REPUBLIKA.CO.ID, JAKARTA -- JAKARTA -- RUU Cipta Kerja (Ciptaker) dinilai pengamat pendidikan tinggi, Edy Suandi, memiliki sisi positif bagi dunia pendidikan. Salah satunya adalah adanya kepastian atas berbagai kebijakan atau regulasi yang ada.
"Selama ini sangat sering didengungkan bahwa dalam pengelolaan pendidikan sangat tergantung selera siapa yang menjadi menterinya, sehingga muncul adagium: ganti menteri, ganti kebijakan," kata Edy, Sabtu (5/9).
Hal ini juga terjadi dengan yang sekarang ini, yang mengajukan berbagai konsep yang sebagian mengubah drastis kebijakan terdahulu. Dalam beberapa pasal, misalnya, untuk penetapan kebijakan harus melalui Peraturan Pemerintah (PP).
Dengan naungan PP maka siapapun yang menjadi Menteri tidak bisa serta merta atau seenaknya membuat suatu kebijakan tertentu.
Misalnya, dalam UU 12/2012 Pasal 33 tentang Program Studi yang kewenangannya diatur dalam Permen, dalam RUU Cipta Kerja Pasal 33 pengaturan program studi ini dalam bentuk Peraturan Pemerintah.
Hal ini bisa bermakna positif karena lebih ada kepastian, dan menteri tidak bisa semaunya dalam mengatur program studi, seperti mengubah kurikulum, pemberian izin, serta pencabutan izin prodi.
Pengubahan Pasal 60 dengan penegasan bahwa “PTN didirikan oleh Pemerintah Pusat” juga amandemen yang tidak menimbulkan multi tafsir. Karena dalam UU No 12/2012 tidak disuratkan dalam pasal tentang pengertian siapa yang dimaksud Pemerintah tersebut, sehingga bisa diartikan Pusat atau Daerah.
Hal positif lainnya, lanjut Edy yaitu ada penegasan Pasal 65 UU Nomor 12 Tahun 2012 tentang Sistem Pendidikan Nasional (Sisdiknas). Aturan ini mewajibkan lembaga pendidikan asing pada tingkat dasar dan menengah memberikan pendidikan agama dan kewarganegaraan bagi anak didik Indonesia.
Dalam RUU Ciptaker, anak didik di lembaga pendidikan asing juga diwajibkan untuk menambah muatan Bahasa Indonesia. Namun, memang perlu diperjelas kaitan muatan dan mata pelajaran bahasa Indonesia di lembaga pendidikan asing tersebut.
"Namun demikian memang perlu diperjelas kata muatan dan mata pelajaran. Di samping itu, adanya standar nasional penelitian dan standar pengabdian masyarakat pada jenjang pendidikan tinggi dalam RUU CK juga merupakan amandemen yang baik dalam rangka meningkatkan kualitas riset dan kualitas pengabdian masyarakat (Pasal 35)," kata Edy.
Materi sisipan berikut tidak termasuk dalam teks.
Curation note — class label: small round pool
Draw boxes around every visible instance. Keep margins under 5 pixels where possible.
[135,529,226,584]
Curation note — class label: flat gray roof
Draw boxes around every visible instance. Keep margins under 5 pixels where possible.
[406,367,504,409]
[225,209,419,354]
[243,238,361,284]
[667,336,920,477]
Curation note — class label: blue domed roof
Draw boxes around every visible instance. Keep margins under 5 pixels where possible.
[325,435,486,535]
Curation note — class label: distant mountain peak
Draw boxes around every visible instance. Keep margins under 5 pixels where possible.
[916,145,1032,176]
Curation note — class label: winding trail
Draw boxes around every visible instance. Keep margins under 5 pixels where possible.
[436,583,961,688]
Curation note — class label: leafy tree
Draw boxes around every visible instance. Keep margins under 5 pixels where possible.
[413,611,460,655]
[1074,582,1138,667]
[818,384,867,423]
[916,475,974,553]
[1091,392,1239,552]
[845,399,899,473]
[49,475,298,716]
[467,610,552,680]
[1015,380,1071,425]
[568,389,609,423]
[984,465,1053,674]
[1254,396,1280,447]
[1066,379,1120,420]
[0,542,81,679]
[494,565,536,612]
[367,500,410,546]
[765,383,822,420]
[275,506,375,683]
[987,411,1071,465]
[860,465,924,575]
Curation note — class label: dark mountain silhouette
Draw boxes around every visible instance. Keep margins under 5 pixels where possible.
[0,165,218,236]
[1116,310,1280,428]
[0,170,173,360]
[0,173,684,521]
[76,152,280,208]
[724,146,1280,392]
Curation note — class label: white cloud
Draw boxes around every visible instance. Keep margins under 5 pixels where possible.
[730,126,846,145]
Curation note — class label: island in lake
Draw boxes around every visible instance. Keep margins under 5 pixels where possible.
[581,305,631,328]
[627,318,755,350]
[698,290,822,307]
Edy juga memberikan masukan supaya perguruan tinggi asing yang masuk Indonesia harus bekerjasama dengan perguruan tinggi lokal dan kewajiban mendayagunakan dosen dosen lokal.
"Jadi menurut saya ini UU Ciptaker menciptakan lapagan kerja sebanyak-banyaknya. Sebelum Covid-19 di Indonesia ada 7 juta tidak bekerja sama sekali, lulusan perguruan tinggi juga banyak. Lantas kalau PT masuk sini apa ngga bertentangan dengan spirit UU Cipta Kerja. Saya kira ini kan dalam konteks berdiskusi, kita ingatkan saja," kata Edy.
Dirinya mengapresiasi dasar pemikiran dibentuknya RUU Ciptaker yang punya tujuan menciptakan lapangan kerja sebanyak-banyaknya.
"Sebagai akademisi berpikir saya open minded saja, positifnya banyak negatifnya bisa diperbaiki. Kalau masih banyak yang perlu dikaji, kalau mau bersabar mari diskusikan lebih lanjut," kata Edy.
"Ketika Jadi UU (Ciptaker) atau tidak jadi UU inimemang tidak bisa membuat semua orang setuju. Kalau anggap baik tapi ada yang engga setuju ya jalan terus. Kan enggak bisa menunggu semua setuju," tambahnya.